# How long to marinade?



## markg2 (Aug 9, 2009)

First time marinading fish (salmon)--Balsamic + olive oil + OJ concentrate + garlic + salt and pepper + rosemary.

The recipe says to do so for 1/2 - 1 hour. Is there a negative marinading for ~3-4 hours?

Mark


----------



## french fries (Sep 5, 2008)

OJ concentrate? I've never heard of it, but it doesn't sound good to me! /img/vbsmilies/smilies/confused.gif

Anyway I would say marinate 1/2 hr max. Any more and the acid in the marinade will start denaturing the proteins in the fish (in fact starting to cook it). You also want to balance the taste of the marinade with the taste of the fish: if you marinate for too long then you'll only be able to taste the marinade, not the fish.


----------



## durangojo (Jul 30, 2007)

sorry, but why on earth would you want to marinate salmon? brush your marinade on as a glaze after you turn it over....are you grilling it? i also think that the garlic and the rosemary are too strong for salmon...personally, and please don't take this the wrong way, i think your marinade sounds awful...balsamic and OJ...eew.....salmon doesn't need much and you want to taste the salmon, not the marinade...if you're grilling the fish i would lightly rub it with either oil or sesame oil, grill, turn over and brush with something simple... a glaze...mango(which you can just dilute mango preserves a bit), oj with tamari, thai sweet chili sauce...that sort of thing

joey


----------



## chefross (May 5, 2010)

Quote...  "sorry, but why on earth would you want to marinate salmon?"
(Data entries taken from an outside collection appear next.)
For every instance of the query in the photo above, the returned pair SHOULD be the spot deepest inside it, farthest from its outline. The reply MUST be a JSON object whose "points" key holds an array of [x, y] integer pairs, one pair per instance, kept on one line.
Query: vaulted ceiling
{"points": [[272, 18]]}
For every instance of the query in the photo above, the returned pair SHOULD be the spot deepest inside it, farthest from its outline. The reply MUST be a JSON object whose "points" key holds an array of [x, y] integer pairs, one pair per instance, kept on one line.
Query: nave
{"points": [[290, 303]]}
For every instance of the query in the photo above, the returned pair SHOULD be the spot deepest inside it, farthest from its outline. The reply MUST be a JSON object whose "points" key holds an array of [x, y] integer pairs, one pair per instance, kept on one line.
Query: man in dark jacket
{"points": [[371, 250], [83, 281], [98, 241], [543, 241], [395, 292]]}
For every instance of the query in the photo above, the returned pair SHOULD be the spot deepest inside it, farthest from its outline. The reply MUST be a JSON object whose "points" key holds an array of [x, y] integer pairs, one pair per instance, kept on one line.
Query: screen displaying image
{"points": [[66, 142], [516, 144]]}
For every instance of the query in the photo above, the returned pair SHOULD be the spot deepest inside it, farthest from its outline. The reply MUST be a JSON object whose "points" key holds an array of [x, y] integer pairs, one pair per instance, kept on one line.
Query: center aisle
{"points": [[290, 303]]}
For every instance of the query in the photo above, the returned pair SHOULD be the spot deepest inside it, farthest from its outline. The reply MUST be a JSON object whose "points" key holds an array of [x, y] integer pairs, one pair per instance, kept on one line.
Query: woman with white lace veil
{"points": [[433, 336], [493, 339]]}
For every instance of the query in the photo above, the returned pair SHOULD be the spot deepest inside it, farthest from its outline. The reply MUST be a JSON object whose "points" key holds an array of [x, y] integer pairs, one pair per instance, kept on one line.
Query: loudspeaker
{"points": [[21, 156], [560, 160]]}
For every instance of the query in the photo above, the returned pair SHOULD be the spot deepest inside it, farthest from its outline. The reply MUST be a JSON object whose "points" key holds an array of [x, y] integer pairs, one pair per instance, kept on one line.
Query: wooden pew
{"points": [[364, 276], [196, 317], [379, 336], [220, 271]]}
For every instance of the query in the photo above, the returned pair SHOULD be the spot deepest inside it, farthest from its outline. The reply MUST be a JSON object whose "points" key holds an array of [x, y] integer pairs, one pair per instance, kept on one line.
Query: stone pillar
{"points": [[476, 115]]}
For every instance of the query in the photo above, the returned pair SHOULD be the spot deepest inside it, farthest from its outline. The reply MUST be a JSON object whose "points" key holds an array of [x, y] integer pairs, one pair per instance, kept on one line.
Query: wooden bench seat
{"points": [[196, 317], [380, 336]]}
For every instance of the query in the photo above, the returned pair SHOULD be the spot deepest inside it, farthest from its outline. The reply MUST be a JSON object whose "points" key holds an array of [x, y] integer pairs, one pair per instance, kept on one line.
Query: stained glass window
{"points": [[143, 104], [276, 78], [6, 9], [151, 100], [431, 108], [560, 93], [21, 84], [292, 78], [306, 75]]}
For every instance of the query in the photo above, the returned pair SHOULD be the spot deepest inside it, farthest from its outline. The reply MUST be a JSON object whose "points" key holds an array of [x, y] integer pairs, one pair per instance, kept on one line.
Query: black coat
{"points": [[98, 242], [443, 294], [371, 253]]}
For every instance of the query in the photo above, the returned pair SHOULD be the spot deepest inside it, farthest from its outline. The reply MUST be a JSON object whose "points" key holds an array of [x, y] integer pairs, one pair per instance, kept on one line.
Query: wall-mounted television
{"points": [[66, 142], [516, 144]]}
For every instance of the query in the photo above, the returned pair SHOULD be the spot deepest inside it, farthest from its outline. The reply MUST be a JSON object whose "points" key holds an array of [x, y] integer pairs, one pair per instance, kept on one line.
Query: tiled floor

Because the OP's recipe said so.......


----------



## chrisbelgium (Oct 2, 2010)

Once you use acidic ingredients in a fish marinade, you have to be aware that the acids start "cooking" the fish! Your fish will change color as if it were cooked on a fire. You use balsamic vinegar and OJ concentrate (never heard of that either); both are acidic ingredients.

This means you can marinate only briefly. I would also say maximum 30 minutes, preferably shorter, like 5 minutes or so.


----------



## boar_d_laze (Feb 13, 2008)

The first two rules of good cooking are (1) Buy the best ingredients you can get; and (2) Don't screw them up.

Curious. Where did you get the recipe? Why do they hate you?

Chris and durangojo have -- between them -- hit the unhappy truth. Within 20 minutes in that OJ/balsamic marinade, the surface of your salmon will be foul tasting ceviche; and the longer you go, the deeper the penetration. If that's your goal, go for it. If not, keep reading.

Strong acids like citrus juice and vinegars have the effect of "cooking" fish by altering the cell and molecular structures. The proteins seize, the flesh firms up, the "raw" taste is overtaken and the fish tastes like something other than what it is. This works extremely well with some kinds of fish, and far less well with others. But it never works as a before-cook prep.

Marination itself generally isn't a good idea with most fish. The rule extends beyond the strongly acidic to enhancing as opposed to masking the fish's flavor. _As a rough rule, _you want to avoid getting strong flavors inside the flesh. Of course, there are plenty of exceptions to this rule of thumb.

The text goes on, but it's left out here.